During President Clinton’s administration, the CTBT was sent to the US Senate for approval. It failed to reach the 67 votes necessary for ratification, but did attain a majority, 51- 49. In 2010, there will be another attempt to reach 67, hopefully by persuading seven Republicans to join 60 Democrats. Henry Kissinger et al should be helpful in this effort.
Some conservatives and military leaders believe that a worldwide policy of no nukes would be the most advantageous policy for the US, enhancing and protecting its status as the only military superpower with the capability to deploy overwhelming non-nuclear forces anywhere on earth in a matter of hours. It would legitimize US action against alleged rogue states and tighten control over the nuclear black market. It would support present US hegemony by eliminating the so-called suicide defense prepared by North Korea and Iran. Giving up nuclear weapons and accepting US hegemony may be the price that humanity must pay to avert the threat of total annihilation.

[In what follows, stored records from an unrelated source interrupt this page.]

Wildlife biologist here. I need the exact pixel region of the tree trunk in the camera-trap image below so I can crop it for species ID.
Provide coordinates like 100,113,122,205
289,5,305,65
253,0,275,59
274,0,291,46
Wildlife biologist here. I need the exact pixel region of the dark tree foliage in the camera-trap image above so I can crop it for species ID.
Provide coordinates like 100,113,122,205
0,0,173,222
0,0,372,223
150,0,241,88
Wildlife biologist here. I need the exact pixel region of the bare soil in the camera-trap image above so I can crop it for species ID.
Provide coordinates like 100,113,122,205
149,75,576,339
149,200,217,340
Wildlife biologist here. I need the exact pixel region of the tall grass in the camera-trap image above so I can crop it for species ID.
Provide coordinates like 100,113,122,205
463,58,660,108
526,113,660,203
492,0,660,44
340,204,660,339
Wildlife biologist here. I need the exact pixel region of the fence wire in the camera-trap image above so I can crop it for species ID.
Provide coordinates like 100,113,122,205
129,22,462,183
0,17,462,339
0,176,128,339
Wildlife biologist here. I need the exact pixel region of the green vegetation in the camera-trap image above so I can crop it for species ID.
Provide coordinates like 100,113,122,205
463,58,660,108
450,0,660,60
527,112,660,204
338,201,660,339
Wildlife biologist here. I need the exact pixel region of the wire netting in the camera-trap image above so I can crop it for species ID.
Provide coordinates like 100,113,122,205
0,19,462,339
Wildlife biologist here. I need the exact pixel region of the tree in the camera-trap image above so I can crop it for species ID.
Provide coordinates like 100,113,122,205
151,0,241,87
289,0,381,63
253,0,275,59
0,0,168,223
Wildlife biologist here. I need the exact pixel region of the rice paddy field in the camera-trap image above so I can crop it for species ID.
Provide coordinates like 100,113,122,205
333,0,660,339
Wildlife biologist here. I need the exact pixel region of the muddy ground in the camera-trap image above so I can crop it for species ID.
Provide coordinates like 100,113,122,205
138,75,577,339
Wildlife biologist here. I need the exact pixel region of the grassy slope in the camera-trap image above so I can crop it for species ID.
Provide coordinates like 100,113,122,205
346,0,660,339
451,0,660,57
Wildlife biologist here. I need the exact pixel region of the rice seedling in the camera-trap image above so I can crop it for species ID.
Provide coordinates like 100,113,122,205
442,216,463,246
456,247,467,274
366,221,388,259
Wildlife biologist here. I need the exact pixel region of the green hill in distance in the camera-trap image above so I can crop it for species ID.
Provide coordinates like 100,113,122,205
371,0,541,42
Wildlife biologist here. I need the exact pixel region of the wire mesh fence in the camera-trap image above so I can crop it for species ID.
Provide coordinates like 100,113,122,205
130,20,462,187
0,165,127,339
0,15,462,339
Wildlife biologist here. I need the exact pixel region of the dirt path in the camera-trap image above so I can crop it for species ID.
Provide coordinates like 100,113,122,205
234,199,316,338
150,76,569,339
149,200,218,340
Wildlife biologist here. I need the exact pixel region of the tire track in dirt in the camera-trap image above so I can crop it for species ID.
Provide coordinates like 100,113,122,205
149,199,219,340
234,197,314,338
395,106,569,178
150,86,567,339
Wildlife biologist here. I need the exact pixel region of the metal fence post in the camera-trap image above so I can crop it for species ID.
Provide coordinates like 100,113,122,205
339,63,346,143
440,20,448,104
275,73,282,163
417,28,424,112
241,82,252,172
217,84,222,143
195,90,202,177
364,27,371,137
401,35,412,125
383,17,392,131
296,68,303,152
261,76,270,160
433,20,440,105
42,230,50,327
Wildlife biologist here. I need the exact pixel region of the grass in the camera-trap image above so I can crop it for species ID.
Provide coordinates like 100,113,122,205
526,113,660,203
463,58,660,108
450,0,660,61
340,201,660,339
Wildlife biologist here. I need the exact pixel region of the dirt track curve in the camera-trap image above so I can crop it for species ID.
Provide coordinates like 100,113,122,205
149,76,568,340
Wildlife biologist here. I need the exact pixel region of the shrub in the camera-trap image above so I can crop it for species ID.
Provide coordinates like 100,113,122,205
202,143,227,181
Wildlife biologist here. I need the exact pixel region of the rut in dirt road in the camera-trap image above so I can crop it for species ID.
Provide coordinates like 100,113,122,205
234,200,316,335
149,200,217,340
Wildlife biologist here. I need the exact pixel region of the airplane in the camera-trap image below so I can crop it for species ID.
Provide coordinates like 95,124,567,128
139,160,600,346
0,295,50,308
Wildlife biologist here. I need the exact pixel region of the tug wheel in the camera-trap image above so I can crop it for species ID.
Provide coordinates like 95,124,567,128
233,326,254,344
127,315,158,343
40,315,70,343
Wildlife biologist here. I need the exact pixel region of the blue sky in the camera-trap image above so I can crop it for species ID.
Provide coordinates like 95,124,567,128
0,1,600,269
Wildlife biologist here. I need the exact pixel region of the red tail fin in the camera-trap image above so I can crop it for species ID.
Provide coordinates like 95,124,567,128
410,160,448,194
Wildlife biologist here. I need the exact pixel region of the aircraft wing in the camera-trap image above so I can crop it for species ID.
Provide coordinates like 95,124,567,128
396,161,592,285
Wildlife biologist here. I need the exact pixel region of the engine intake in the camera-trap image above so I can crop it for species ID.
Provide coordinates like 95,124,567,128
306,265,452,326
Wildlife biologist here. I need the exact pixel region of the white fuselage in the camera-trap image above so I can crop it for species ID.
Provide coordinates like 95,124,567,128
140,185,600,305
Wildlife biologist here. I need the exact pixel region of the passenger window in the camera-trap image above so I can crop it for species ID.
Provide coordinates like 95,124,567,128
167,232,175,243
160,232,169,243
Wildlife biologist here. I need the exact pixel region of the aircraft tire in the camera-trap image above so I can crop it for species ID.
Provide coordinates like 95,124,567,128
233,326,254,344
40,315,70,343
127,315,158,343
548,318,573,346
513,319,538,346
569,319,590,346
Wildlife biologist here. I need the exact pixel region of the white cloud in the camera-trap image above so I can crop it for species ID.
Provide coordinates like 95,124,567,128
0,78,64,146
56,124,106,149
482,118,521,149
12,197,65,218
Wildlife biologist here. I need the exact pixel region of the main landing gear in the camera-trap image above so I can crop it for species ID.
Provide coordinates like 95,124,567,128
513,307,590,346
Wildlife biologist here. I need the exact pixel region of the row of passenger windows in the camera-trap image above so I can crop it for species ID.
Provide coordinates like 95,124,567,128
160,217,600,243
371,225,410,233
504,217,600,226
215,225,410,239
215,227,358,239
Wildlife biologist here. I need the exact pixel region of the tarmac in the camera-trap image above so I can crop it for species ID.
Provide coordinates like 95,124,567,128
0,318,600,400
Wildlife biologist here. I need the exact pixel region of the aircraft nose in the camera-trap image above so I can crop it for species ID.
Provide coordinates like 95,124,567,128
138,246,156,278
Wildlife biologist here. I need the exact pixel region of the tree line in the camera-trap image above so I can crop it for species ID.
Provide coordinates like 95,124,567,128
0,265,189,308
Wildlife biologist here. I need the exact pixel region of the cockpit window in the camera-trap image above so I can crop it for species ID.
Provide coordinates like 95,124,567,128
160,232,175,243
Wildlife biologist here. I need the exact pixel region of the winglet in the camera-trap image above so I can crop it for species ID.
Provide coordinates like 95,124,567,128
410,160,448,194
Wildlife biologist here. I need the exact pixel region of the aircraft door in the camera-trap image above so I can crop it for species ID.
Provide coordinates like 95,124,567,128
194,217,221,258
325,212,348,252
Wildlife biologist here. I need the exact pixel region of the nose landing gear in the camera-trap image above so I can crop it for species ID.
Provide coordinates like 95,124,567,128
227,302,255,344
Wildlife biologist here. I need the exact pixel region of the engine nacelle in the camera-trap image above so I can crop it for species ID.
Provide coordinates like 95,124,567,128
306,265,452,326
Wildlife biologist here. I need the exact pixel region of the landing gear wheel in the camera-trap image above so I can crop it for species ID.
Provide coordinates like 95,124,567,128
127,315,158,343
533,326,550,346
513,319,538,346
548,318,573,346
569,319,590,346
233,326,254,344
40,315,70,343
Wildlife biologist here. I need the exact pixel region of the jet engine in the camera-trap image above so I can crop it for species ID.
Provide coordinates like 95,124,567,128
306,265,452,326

Several countries including Libya, Ukraine, Belarus, have given up their nukes as not worth the high cost of development and maintenance. Others have found the prestige of having nukes to be over-rated. And others have found themselves under an informal US nuclear umbrella: Japan, Brazil, Argentina, Chile, Israel, and others. And finally, nations that find US hegemony onerous and oppressive, with or without nuclear weapons, could ally themselves for resistance.